The ultimate goal of this collaboration is to make Python faster for everyone and for all use cases.

Python 3.12 (alpha 3) was released on 12/14. What’s the long-term direction of Python with each new release? What do Python developers need to stay aware of as they think about the long-term future of the language?

Python 3.12 doesn’t have any new modules yet, and only some new features. This is because it is still very early in its development cycle, so many of the big changes have not been done yet. You can check [this site] at any point to see what will be included in the new release.

In general, the new features added to new releases are proposed as Python Enhancement Proposals (PEPs) that are discussed in the context of every individual release. These proposals are normally implemented in the release they target or sometimes the next one. Of course, this does not mean there aren’t projects that span many releases, but these do not generally have a defined roadmap.

Some of the things we are working on related to the long-term direction of the language include the Faster CPython project (to make Python faster), an effort to make CPython compatible with WebAssembly so Python can be used better in web browsers and compatible platforms, an effort to improve the UX and provide better error messages, and a general effort to improve the typing language. But, what is included in every release is not generally planned beforehand and is organically decided as the release reaches the feature freeze point. For more information regarding Python’s release cadence, you can check out PEP 602.

Regarding what Python developers should be aware of as they think about the long-term future of the language, one of the points that keeps recurring relates to compatibility. In the release team, we take backward compatibility very seriously, but Python is in a very interesting position compared to other languages because we expose an overwhelming number of internal interfaces that library developers can use to integrate with the language, especially when creating native compiled extensions in languages such as C, C++ or Rust. Some of these internal interfaces are not officially exposed or are considered “private” or “unstable” (in the sense that they can change in new releases of Python). This situation regularly forces many libraries that are leveraging some of the trickier interfaces to be changed when a new release of the interpreter is made available. As the dependency graph of libraries is complex and dense, this means that upgrading a given project to the newest version of Python may be a non-trivial task because all the dependencies and dependencies of dependencies must be upgraded first—and sometimes there are many challenges along the way.

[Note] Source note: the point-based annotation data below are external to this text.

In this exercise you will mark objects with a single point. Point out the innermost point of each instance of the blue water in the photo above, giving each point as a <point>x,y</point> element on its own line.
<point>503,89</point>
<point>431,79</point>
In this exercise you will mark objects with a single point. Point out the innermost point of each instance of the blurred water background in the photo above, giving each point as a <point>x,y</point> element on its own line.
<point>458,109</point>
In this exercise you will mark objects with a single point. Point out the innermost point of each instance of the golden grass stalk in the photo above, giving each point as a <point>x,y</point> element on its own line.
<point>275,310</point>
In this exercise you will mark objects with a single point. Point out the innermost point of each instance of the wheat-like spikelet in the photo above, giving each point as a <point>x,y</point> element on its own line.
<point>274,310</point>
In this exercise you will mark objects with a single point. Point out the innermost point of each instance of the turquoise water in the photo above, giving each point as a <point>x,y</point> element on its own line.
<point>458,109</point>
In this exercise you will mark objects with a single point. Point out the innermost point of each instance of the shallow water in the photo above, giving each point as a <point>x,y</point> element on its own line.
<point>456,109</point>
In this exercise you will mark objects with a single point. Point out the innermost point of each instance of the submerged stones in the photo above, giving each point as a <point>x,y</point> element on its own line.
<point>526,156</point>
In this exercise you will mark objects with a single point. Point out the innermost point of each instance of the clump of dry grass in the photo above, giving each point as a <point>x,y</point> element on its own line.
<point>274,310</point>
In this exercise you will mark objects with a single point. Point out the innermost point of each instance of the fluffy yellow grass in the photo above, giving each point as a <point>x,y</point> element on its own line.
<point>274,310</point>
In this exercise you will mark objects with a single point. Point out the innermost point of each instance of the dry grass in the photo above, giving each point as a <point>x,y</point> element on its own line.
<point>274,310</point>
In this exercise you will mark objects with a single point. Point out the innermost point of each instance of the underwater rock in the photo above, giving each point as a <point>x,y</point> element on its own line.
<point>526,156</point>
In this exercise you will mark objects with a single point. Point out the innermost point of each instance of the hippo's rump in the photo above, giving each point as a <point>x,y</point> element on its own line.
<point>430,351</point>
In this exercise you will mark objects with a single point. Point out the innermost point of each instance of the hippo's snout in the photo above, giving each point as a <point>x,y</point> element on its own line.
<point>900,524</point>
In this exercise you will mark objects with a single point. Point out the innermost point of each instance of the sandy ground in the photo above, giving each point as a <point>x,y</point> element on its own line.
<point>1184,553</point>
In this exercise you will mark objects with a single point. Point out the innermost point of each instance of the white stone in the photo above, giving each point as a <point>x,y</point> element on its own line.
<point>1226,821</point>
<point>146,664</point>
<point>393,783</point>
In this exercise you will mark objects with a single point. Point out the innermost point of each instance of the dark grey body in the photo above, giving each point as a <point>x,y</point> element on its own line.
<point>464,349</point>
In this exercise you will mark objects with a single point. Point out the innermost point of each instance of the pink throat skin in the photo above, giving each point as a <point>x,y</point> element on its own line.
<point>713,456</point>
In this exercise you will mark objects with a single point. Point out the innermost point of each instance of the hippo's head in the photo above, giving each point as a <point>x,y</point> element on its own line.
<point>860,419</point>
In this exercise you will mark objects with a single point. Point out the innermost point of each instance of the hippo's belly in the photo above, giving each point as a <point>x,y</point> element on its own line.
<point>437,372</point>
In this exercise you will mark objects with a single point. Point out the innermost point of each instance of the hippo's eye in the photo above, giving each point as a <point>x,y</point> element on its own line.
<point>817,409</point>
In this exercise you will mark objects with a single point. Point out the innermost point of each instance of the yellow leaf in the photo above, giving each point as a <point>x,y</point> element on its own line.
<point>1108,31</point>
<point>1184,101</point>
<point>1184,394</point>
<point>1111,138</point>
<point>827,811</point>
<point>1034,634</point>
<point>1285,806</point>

Of course, there is a fine balance between offering some of these intimate interfaces that can be leveraged for performance and also offering some guarantees related to backward compatibility. The core team is very aware of these challenges and we are trying to move towards some better defined interface surface with more strongly defined guarantees. Simultaneously, we are trying to encourage projects to test the compatibility of their libraries and applications with new releases of the interpreter earlier. This way, we can shorten the feedback loop between them and us in order to help the whole ecosystem be ready sooner when a new release is published.

In general, this is a very challenging problem that equally involves both technical and human aspects. But it is a problem we are slowly, but steadily, solving.